La prima risposta di Mediobanca all’offerta è parsa di marcata ostilità e non poteva che essere altrimenti. Alberto Nagel, ceo di Mediobanca, vede traballare il suo potere dietro ad un’operazione che ha l’avallo del governo. Perché lo Stato è ancora socio del Monte con l’11% delle quote. Non è un caso che sia il ministro del Tesoro Giancarlo Giorgetti, sia la premier Giorgia Meloni hanno applaudito al coraggio dei vertici della banca dopo anni di risanamento. Un’operazione che è stata inevitabilmente supportata dai due grandi azionisti del Monte, la holding dei Del Vecchio (Delfin) e il gruppo Caltagirone, che hanno comprato gran parte delle azioni di Mps che il Tesoro ha collocato selettivamente sul mercato nei mesi scorsi. Due grandi azionisti anche delle assicurazioni Generali, due grandi azionisti anche della stessa Mediobanca. Nel board di Piazzetta Cuccia ci sono infatti due consiglieri espressi dalle minoranze: Sabrina Pucci e Sandro Panizza, indicati nel 2023 dai soci Delfin, che di Mediobanca ha il 19,8%, e il gruppo Caltagirone (accreditato del 7,8%). La stessa Delfin ha il 9,9% di Generali e Caltagirone il 6,9%.

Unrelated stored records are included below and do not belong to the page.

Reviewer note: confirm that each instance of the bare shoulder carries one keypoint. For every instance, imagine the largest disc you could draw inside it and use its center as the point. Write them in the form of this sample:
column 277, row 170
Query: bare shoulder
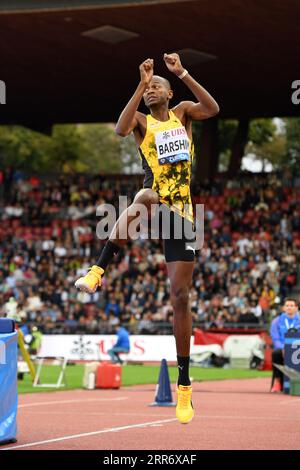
column 180, row 110
column 141, row 127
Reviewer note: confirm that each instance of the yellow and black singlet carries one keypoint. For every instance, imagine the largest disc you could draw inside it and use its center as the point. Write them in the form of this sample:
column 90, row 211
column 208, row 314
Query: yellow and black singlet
column 167, row 155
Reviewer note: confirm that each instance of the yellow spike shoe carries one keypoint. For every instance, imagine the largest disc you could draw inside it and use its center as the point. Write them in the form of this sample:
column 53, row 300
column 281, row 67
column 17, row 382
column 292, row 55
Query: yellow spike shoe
column 91, row 281
column 184, row 409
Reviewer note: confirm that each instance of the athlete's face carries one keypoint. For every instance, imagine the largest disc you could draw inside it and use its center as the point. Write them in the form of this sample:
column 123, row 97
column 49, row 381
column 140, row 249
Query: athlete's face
column 157, row 93
column 290, row 307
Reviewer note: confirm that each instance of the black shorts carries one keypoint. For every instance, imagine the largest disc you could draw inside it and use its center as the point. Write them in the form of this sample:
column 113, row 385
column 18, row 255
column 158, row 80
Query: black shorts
column 178, row 239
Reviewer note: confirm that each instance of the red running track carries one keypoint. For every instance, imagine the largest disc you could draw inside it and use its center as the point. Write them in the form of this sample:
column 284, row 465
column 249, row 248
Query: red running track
column 234, row 414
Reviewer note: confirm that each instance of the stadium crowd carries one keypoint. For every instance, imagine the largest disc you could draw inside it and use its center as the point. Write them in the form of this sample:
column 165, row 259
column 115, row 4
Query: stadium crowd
column 48, row 238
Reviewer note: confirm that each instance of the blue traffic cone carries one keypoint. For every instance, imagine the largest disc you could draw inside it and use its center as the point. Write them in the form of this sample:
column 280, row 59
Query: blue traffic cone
column 163, row 394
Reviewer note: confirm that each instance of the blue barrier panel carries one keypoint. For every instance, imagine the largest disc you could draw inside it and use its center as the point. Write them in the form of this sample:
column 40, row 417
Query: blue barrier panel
column 8, row 386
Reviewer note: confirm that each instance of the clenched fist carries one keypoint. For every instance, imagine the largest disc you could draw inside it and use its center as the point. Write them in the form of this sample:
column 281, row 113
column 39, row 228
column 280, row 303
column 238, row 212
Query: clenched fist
column 173, row 63
column 146, row 71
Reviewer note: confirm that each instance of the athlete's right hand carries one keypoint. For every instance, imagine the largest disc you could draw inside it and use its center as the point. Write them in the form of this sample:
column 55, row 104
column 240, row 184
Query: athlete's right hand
column 146, row 71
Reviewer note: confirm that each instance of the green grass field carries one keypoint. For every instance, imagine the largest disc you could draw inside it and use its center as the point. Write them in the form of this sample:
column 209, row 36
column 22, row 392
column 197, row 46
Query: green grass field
column 134, row 375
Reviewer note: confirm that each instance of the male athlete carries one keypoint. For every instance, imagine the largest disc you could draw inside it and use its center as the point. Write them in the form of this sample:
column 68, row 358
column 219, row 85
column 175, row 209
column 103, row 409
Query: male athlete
column 164, row 140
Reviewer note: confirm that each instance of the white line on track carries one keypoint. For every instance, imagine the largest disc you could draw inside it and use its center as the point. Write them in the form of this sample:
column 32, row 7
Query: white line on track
column 81, row 400
column 289, row 401
column 87, row 434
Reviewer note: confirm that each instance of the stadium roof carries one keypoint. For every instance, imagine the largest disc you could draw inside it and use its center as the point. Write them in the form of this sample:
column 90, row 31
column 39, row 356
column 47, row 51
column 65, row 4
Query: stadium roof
column 77, row 61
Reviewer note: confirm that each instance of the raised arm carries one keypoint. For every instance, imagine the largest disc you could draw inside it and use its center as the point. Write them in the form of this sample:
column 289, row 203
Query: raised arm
column 128, row 119
column 206, row 106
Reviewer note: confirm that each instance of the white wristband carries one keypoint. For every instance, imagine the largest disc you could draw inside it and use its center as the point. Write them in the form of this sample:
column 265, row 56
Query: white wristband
column 184, row 73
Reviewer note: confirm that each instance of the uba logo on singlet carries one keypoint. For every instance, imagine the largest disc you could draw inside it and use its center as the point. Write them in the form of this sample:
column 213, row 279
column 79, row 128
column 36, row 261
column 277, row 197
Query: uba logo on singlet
column 2, row 92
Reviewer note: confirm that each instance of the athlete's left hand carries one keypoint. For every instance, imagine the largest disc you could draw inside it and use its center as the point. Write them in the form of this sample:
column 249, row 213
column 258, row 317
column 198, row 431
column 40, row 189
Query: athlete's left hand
column 173, row 63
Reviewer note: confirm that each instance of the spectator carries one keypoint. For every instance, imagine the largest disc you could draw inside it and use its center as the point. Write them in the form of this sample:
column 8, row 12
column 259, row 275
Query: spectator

Ma superato lo choc dell’inattaccabilità forse potrebbero emergere convenienze comuni da questa operazione di mercato. I due gruppi sono sani, complementari, producono reddito, distribuiscono dividendi. Un ruolo decisivo nella partita dello scambio sarà giocato dai fondi: da che parte staranno gli investitori istituzionali azionisti di entrambe le realtà? Mediobanca colloca prodotti di risparmio gestito a 700 mila clienti, ma sono più di 3 milioni i correntisti del Monte. Nell’ultimo anno le quotazioni di Borsa di Mediobanca sono aumentate del 27%, quelle di Mps del 106%. Nella valutazione delle performance dei due gruppi non va scordato il contributo agli utili che Mediobanca ricava proprio dalla partecipazione in Generali.
Un ruolo centrale nella valutazione dell’offerta sarà relativo ai soci che compongono l’accordo di consultazione di Mediobanca, che raggruppa circa l’11% del capitale e che vede tra i suoi partecipanti Mediolanum, guidata da Massimo Doris, con Gavio, Monge, Ferrero, Minozzi, Seragnoli, Lucchini. Un primo momento di verifica ci sarà martedì al consiglio di amministrazione. In questi anni però l’azionariato dei gruppi italiani ha visto anche crescere la partecipazione degli investitori internazionali, sempre più attenti all’evoluzione del mercato di Piazza Affari. In Mediobanca figurano il gigante americano Blackrock, che gestisce qualcosa come 11.500 miliardi, pari a cinque volte il Prodotto interno lordo italiano, Vanguard Group, Norges Bank, Fidelity. Investitori presenti anche nel capitale di Generali. Quest’anno è in calendario il rinnovo del consiglio di amministrazione e nei giorni scorsi è stata varata l’operazione per l’aggregazione delle attività d’investimento con Natixis. Un’operazione che i gruppi Caltagirone e Delfin non condividono.